Least value of $\alpha \in \mathbb R$ ($\forall x >0)$ for which $4 \alpha x^2 + \frac{1}{x} \geq 1$ 
What is the least value of $\alpha \in \mathbb R$ ($\forall x >0)$  for which 
  $$4 \alpha x^2 + \frac{1}{x} \geq 1?$$ 

I've tried applying the A.M $\geq$ G.M inequality-
$$\dfrac{4\alpha x^2 +\frac{1}{x}}{2} \geq \sqrt{4\alpha x^2 \times \frac{1}{x}}$$
$$\implies \dfrac{4\alpha x^2 +\frac{1}{x}}{2} \geq \sqrt{4\alpha x }$$
I'm not sure how I can simplify this further to obtain a condition for $\alpha$. 
How do I proceed with this question? 
 A: An alternative approach using calculus: when $\alpha<0,4\alpha x^2+\frac1x\to-\infty<1$ as $x\to\infty.\alpha=0$ may be rejected similarly. Thus, $\alpha>0$.
$4\alpha x^2+\frac1x$ is differentiable for $x>0$ and attains global minimum of $3\alpha^{1/3}$ at $x=\frac1{2\alpha^{1/3}}$. Thus,$$3\alpha^{1/3}\ge1\\\implies\alpha\ge\frac1{27}$$
A: Clearly you can see, x does not cancel on RHS
You need to use the weighted AM-GM inequality. 
$$\frac {(4\alpha x^2)+2(\frac 1 {2x})} {3} \ge \sqrt[3]{ (4\alpha x^2)\Big(\frac 1 {2x}\Big)^2}$$
See if you can proceed now.
A: $$4\alpha x^2+\frac{1}{2x}+\frac{1}{2x}\geq 3\sqrt[3]{4\alpha x^2\cdot \frac{1}{2x}\cdot \frac{1}{2x}}$$
A: The least value is $1/27$. Here is why.
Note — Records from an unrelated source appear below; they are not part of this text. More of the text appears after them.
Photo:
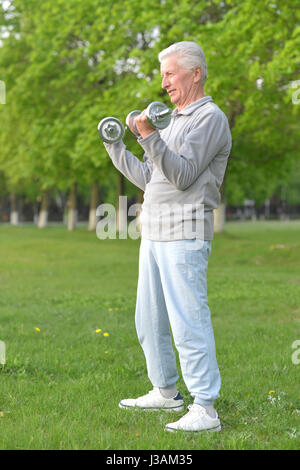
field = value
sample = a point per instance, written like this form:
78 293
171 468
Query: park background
65 65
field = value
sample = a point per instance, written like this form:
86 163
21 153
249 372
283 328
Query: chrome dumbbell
111 130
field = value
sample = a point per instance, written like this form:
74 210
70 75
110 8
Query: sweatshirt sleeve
201 145
136 171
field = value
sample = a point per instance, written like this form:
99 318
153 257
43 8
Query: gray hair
190 56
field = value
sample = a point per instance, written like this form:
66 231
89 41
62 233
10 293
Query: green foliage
61 386
67 64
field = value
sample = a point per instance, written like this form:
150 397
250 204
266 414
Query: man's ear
197 74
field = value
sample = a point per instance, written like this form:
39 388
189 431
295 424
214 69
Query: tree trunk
43 215
72 208
220 212
121 208
14 213
93 206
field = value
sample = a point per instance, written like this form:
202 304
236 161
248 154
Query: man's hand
143 125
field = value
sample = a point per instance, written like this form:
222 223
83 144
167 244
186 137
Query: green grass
61 386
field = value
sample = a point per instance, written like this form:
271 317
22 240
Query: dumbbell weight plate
158 114
130 121
111 130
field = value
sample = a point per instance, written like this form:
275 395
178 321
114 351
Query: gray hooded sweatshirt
183 169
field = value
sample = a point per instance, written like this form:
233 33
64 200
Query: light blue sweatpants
172 291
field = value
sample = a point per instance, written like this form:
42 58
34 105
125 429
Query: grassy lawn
61 385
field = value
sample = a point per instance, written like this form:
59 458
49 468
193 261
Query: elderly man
183 168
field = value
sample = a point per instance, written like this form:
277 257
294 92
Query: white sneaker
197 419
154 401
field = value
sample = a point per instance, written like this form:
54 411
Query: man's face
178 82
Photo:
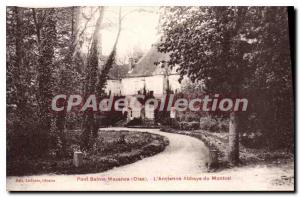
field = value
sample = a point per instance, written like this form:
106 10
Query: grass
111 149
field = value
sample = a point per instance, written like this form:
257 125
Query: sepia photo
169 98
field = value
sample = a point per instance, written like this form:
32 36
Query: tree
222 46
89 125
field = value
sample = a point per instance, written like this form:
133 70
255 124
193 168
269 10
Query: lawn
111 149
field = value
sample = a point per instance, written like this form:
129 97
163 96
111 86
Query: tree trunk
233 144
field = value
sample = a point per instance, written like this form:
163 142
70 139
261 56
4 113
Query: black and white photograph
150 98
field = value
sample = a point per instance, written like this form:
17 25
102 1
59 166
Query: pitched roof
147 66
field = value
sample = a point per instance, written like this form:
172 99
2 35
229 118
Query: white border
60 3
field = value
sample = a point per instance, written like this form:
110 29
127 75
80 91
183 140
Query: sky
139 29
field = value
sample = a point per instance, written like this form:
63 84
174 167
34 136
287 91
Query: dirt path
181 166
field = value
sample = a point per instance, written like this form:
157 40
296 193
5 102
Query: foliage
238 52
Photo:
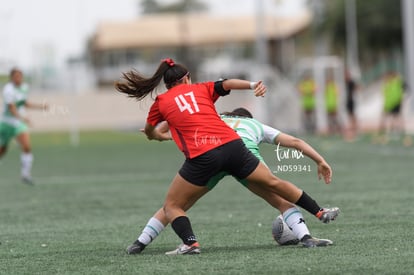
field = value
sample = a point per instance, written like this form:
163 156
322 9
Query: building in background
192 39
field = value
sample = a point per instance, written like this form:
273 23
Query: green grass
91 201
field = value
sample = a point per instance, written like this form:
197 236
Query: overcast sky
32 31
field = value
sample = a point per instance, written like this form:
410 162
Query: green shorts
8 132
215 179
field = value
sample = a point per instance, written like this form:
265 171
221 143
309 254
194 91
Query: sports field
91 201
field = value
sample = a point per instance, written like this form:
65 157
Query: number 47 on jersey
183 104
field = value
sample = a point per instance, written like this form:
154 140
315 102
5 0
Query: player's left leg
26 157
292 216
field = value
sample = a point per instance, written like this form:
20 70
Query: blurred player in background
252 133
331 105
307 91
392 121
14 123
351 87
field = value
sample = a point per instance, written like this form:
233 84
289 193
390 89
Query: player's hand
325 172
27 121
260 89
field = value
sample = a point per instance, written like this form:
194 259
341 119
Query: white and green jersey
252 132
13 95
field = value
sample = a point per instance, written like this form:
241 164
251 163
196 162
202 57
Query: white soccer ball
282 233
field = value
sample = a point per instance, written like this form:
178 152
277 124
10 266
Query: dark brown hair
240 112
138 86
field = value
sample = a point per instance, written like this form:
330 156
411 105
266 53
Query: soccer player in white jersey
14 123
253 133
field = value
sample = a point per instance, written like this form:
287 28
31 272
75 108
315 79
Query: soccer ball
282 233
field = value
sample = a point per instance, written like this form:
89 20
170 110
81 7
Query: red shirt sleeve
154 116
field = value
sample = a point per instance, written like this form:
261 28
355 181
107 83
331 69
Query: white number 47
183 104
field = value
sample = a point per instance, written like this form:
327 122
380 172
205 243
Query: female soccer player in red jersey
209 145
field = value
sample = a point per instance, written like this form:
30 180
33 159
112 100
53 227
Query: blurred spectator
393 94
331 104
351 88
307 90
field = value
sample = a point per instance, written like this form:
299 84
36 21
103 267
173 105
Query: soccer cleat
136 248
185 249
328 214
27 180
309 241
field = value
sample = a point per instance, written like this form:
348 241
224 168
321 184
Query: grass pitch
91 201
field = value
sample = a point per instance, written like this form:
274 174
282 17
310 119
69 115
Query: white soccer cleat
185 249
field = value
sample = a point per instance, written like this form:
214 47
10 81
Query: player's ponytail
138 86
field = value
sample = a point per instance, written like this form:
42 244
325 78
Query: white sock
294 219
26 161
151 231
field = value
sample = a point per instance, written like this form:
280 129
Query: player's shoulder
8 89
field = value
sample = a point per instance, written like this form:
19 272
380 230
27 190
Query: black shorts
396 110
232 157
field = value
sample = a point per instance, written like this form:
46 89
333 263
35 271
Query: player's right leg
263 177
181 194
159 221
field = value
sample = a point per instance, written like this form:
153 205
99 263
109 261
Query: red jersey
192 117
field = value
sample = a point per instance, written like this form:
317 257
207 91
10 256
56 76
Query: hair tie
169 61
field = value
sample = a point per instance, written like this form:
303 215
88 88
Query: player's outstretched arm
156 133
38 106
239 84
324 170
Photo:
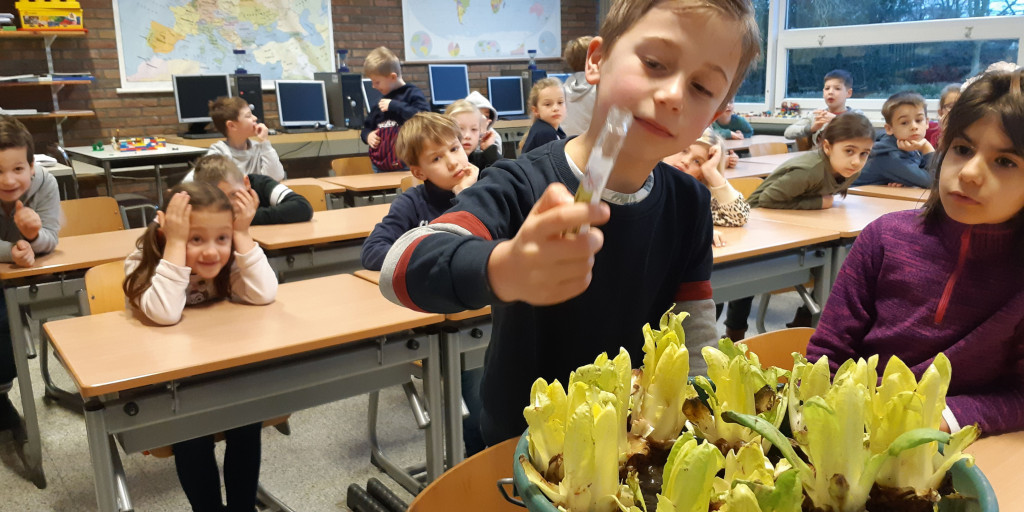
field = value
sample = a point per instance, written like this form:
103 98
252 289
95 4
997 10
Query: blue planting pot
970 482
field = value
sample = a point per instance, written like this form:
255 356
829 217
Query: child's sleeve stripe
466 221
698 290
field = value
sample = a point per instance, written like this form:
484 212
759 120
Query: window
882 70
817 13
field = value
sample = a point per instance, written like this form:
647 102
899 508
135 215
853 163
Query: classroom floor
309 470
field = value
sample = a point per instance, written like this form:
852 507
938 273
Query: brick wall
356 26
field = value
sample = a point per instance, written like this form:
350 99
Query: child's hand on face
543 265
27 220
262 133
23 254
922 145
244 205
469 177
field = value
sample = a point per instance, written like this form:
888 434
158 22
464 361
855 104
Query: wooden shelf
53 82
58 115
40 34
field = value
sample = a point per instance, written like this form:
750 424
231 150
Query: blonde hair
424 127
226 109
576 53
625 13
381 61
540 85
216 168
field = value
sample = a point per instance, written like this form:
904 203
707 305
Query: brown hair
576 53
381 61
216 168
226 109
995 93
201 197
14 134
899 99
424 127
625 13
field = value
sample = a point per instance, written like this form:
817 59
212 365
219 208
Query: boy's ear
417 172
595 52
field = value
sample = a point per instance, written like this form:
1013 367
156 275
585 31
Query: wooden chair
409 182
85 216
775 348
104 294
762 148
472 483
313 194
745 185
351 165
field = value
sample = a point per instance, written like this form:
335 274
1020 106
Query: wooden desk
744 143
899 193
328 186
363 189
999 458
52 286
849 216
112 159
329 244
226 365
773 160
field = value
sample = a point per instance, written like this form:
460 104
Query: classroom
352 346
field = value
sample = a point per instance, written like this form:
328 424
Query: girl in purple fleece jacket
949 280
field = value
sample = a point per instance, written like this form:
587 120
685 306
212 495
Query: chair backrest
745 185
85 216
471 483
775 348
763 148
351 165
409 182
102 286
313 194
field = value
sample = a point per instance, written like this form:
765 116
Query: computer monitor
505 94
449 83
301 102
193 94
370 95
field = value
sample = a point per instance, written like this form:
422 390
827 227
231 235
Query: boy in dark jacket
400 102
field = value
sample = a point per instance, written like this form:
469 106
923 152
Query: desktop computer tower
250 88
335 98
528 78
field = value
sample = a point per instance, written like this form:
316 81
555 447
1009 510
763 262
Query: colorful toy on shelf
141 143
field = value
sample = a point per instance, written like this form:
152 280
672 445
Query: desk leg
101 452
452 374
110 178
435 404
33 451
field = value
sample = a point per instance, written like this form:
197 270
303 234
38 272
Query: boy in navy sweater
559 300
901 157
400 102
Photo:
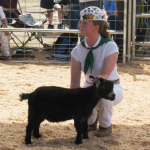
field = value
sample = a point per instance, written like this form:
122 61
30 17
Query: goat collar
89 61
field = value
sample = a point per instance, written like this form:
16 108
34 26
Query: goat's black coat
60 104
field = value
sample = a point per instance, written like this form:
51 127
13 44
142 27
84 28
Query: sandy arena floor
130 122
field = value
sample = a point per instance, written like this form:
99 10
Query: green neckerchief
89 58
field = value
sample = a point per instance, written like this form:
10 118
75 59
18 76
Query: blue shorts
47 4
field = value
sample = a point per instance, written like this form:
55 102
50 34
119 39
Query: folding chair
17 19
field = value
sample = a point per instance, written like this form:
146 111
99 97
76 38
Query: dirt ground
130 122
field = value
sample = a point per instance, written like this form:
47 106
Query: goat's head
104 88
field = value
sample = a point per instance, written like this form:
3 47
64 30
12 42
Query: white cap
93 13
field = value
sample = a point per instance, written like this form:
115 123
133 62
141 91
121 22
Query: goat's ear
91 77
97 82
115 81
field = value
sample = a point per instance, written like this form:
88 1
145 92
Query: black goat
57 104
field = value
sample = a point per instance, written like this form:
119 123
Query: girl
96 55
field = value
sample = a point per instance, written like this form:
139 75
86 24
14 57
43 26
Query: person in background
96 55
49 4
4 36
114 24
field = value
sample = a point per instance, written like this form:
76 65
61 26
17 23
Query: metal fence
141 30
30 44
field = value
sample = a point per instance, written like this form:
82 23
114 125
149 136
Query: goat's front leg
85 129
78 126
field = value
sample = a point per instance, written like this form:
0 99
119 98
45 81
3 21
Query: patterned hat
93 13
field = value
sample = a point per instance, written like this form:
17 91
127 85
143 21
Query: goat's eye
103 86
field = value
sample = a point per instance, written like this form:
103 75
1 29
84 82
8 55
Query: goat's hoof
37 135
78 142
85 137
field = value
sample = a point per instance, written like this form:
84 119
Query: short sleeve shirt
2 15
79 53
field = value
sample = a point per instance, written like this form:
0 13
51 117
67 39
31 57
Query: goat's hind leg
36 133
78 126
85 129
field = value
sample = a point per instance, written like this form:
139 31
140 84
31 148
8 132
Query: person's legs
74 16
48 4
105 112
5 46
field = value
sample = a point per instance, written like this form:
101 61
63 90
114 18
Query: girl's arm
75 73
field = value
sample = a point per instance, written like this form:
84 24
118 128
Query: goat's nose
112 96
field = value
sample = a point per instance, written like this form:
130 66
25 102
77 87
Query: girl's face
87 28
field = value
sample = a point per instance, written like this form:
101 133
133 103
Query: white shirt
79 53
2 15
86 1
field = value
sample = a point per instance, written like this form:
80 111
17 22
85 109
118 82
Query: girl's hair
103 27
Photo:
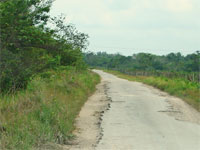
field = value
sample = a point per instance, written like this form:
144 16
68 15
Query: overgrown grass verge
188 91
46 110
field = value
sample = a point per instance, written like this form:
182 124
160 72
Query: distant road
143 118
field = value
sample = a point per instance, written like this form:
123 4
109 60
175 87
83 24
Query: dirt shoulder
88 131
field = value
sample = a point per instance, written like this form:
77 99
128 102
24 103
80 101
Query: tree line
31 42
170 65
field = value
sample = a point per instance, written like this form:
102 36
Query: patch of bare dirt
88 131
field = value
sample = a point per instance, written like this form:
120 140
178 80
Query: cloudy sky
132 26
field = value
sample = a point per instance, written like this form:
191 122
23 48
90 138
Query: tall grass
46 110
188 91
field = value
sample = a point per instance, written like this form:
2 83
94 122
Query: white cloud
149 24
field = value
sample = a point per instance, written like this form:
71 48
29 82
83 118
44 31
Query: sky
132 26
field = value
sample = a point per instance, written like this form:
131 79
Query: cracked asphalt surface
143 118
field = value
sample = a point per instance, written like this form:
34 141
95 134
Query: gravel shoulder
88 131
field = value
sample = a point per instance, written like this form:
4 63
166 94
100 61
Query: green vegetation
188 91
173 65
28 45
46 110
174 73
43 79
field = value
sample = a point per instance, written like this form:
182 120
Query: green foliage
46 110
188 91
173 62
29 46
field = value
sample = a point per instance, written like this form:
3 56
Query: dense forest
173 64
44 80
32 42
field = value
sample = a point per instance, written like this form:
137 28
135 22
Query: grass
46 110
188 91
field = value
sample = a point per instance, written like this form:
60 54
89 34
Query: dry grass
46 111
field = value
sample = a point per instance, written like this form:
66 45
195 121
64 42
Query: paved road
137 120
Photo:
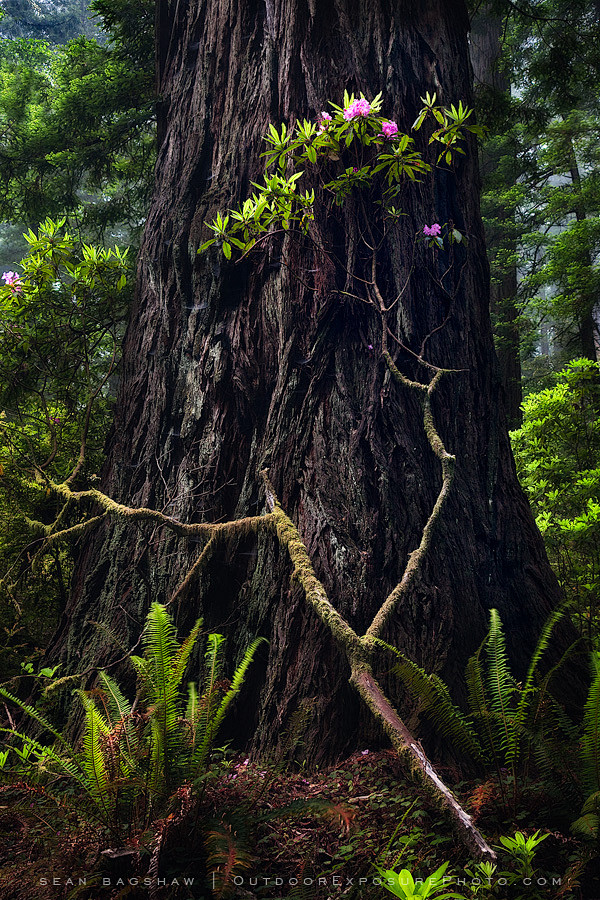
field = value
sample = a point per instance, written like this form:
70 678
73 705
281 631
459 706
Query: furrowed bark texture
231 369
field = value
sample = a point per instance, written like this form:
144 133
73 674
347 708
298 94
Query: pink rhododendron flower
12 280
389 129
358 108
324 120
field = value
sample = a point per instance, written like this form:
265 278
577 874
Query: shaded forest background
78 109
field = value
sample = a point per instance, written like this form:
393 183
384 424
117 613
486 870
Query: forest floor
259 832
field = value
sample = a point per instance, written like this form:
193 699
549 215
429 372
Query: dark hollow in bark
229 369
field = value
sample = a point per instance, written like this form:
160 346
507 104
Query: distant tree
78 126
543 195
57 21
233 369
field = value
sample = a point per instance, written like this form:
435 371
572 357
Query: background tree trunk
229 369
487 32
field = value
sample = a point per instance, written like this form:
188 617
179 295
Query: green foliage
61 322
522 850
402 884
350 150
541 196
557 451
77 126
508 721
135 756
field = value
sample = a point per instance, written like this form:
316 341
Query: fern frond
590 741
209 704
529 690
436 703
69 767
192 709
161 652
500 684
183 653
118 707
94 763
212 725
34 714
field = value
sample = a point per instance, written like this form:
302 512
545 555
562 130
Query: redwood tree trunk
230 369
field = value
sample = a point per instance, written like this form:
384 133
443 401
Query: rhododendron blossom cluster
324 120
12 280
358 108
389 130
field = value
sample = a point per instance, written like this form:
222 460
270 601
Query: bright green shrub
557 451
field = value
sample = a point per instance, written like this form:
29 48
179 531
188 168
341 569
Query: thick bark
229 370
485 51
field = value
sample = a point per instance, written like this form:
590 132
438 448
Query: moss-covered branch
447 460
357 651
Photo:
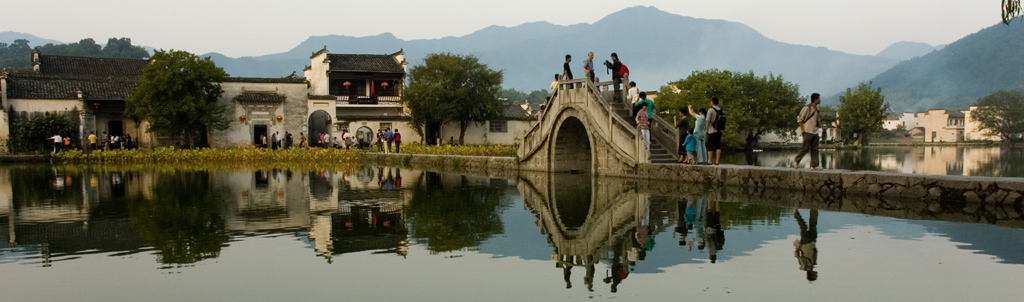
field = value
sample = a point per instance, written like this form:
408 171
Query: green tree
862 111
122 48
1011 8
456 88
32 135
755 105
15 54
1001 113
177 95
85 47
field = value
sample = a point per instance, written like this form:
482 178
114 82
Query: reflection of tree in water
1010 163
39 185
182 220
455 218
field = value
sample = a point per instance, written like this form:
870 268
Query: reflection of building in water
62 214
587 223
940 161
367 214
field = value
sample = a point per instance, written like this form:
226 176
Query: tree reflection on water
453 218
182 218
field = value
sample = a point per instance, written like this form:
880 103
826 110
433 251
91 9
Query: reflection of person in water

Suppose that $\alpha\in\mathbb{R}$ satisfies 
$$
(\forall x>0)\quad
4\alpha x^2+\frac{1}{x}\geq 1.
$$
We therefore must have $(\forall x>0)\;\alpha\geq(x-1)/(4x^2)$. A straightforward calculation shows that the maximum value of the function $x\mapsto(x-1)/(4x^2)$ on $\left]0,+\infty\right[$ is $1/27$. Thus $\alpha$ must be at least $1/27$. Let us show that the value $1/27$ satisfies the requirement. Indeed, by Cauchy--Schwarz,
$$
(\forall x>0)\quad
\frac{4}{27}x^2+\frac{1}{x}
=\frac{4}{27}x^2+\frac{1}{2x}+\frac{1}{2x}
\geq
3\sqrt[3]{\frac{4}{27}x^2\times\frac{1}{2x}\times\frac{1}{2x}}=1,
$$
as claimed. Show the least value of $\alpha$ is $1/27$.